Życie i dzieło Potockiego to opowieść o szaleństwie oświeconego rozumu, który zachłannie chce poznać, skatalogować i opowiedzieć wszystko, kończy jednak bankructwem własnych idei. Potocki, le beaux ténébreux, „piękny i mroczny”, jak nazywa go pani de Staël, rzuca się łapczywie na każdą dziedzinę. Pisze dzieje Sarmacji, bada egipskie piramidy, dochodzi początków ludów ruskich, ustala chronologię wydarzeń w czasach sprzed starogreckich olimpiad. „We wszystkim, co robi, kieruje nim jakiś niepokój, trawi go jakaś gorączka, ssie niepohamowany głód. Łapczywie czyta, seriami tworzy nowe polityczne koncepcje, w których rozsądek i zimna kalkulacja mieszają się z absolutną fantazją” (s. 17). Jako pierwszy Polak leci balonem skonstruowanym przez pierwszego francuskiego oblatywacza balonów Jean-Pierre’a Blancharda. Marzy też o przedsięwzięciu, które byłoby summą wszystkich prozatorskich summ – „powieści uniwersalnej, historii, która zawierałaby wszystkie historie, Borgesowskim ogrodzie o rozwidlających się ścieżkach” (s. 42). Będzie to przyszły „Rękopis znaleziony w Saragossie”, szkatułkowe dzieło, w którym główny bohater Alfons van Worden zostanie wciągnięty w karuzelę przedziwnych zdarzeń, by na końcu dowiedzieć się, że wszystko jest mistyfikacją. Prawdą okaże się jedynie okrucieństwo wojny, tak dobrze zilustrowane w kaprysach Goi. I prawdą okaże się to, co Potocki zacznie rozumieć dopiero pod koniec swojej burzliwej egzystencji – „że zasadą życia nie jest gromadzenie, lecz strata. Tracimy czas, wrogów przyjaciół, bliskich, miłość, przyjaźń, zdrowie, urodę, okazje, siły, marzenia, wreszcie złudzenia” (s. 86).

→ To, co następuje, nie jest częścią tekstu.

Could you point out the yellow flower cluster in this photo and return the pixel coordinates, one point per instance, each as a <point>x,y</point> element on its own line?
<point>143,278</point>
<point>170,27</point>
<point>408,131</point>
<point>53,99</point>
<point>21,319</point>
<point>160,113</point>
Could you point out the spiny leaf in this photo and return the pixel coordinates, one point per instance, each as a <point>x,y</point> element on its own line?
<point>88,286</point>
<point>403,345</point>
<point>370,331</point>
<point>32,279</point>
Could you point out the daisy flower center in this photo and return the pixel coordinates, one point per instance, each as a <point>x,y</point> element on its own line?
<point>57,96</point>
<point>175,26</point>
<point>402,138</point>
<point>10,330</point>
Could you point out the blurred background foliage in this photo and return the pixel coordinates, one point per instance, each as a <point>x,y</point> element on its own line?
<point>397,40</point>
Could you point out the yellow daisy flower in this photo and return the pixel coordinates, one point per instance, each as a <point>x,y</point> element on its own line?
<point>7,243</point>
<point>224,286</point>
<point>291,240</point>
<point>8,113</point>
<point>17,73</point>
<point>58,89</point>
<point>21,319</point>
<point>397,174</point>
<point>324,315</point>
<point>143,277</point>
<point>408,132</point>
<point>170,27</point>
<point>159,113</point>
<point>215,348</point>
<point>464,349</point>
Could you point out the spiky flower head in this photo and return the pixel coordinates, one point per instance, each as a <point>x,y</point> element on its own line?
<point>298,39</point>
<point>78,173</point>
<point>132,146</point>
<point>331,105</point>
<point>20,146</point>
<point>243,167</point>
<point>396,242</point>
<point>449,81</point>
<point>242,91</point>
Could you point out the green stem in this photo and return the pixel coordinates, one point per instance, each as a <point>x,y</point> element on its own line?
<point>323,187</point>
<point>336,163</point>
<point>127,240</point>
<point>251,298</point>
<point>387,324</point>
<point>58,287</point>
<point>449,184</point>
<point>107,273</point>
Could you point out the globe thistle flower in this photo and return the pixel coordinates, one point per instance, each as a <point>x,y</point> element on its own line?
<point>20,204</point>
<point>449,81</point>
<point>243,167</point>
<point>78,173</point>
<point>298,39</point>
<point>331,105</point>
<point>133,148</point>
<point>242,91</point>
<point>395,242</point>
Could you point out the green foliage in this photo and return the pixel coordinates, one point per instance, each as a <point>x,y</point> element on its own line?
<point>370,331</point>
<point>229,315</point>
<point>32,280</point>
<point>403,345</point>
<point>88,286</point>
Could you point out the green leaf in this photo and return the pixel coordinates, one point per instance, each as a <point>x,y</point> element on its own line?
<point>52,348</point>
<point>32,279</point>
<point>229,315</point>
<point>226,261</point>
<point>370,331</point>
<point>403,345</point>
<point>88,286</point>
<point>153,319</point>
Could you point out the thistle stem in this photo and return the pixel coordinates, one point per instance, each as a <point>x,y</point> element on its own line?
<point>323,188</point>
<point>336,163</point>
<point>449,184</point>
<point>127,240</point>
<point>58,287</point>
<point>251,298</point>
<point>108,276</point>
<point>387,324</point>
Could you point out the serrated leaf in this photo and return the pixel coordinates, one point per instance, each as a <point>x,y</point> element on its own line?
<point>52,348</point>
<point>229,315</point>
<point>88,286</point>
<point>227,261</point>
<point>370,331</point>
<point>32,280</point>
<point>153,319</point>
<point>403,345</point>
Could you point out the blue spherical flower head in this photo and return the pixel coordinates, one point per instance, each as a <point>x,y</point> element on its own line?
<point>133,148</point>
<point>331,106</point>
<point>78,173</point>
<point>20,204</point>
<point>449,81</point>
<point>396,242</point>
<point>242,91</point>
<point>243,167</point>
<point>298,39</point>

W eseju poświęconym Trembeckiemu i jego poematowi „Sofijówka” poznajemy tajemnicę poetyckiego rzemiosła i klasycznej równowagi pomiędzy tym, co naturalne, a tym, co kulturalne. Równowagi stale zagrożonej, czego doskonałą ilustracją jest sama idea ogrodu, opisywanego w poemacie. To przestrzeń, w której musimy ujarzmić naturę, a jednocześnie dać jej odetchnąć, pozwolić na z lekka tylko kontrolowaną bujność. Podobnie dzieje się z samym poetyckim dziełem, potraktowanym przez Trembeckiego niczym ogród słów poddany ars topiaria – sztuce kunsztownego przycinania drzew i krzewów.

Wreszcie w tekście o twórczości Jana Kochanowskiego, tego najbardziej humanistycznego i harmonijnego z polskich pisarzy, Mrowcewicz pokazuje cenę, jaką twórca płaci za swoje talent, głębię i dalekowzroczność. Pierwszą jest samotność i niezrozumienie. Drugą – zwątpienie, mrok, niepewność. Stany umysłu, których raczej nie kojarzymy z odrodzeniem, ufnym we własne siły, pełnym optymizmu i stoickiego spokoju. A jednak czarne słońce melancholii dopada i renesansowego Kochanowskiego. „Jeśli renesansowy człowiek może być wszystkim, to znaczy, że jest po prostu niczym, czystą potencjalnością, możliwością, cieniem, snem, pustką” (s. 126).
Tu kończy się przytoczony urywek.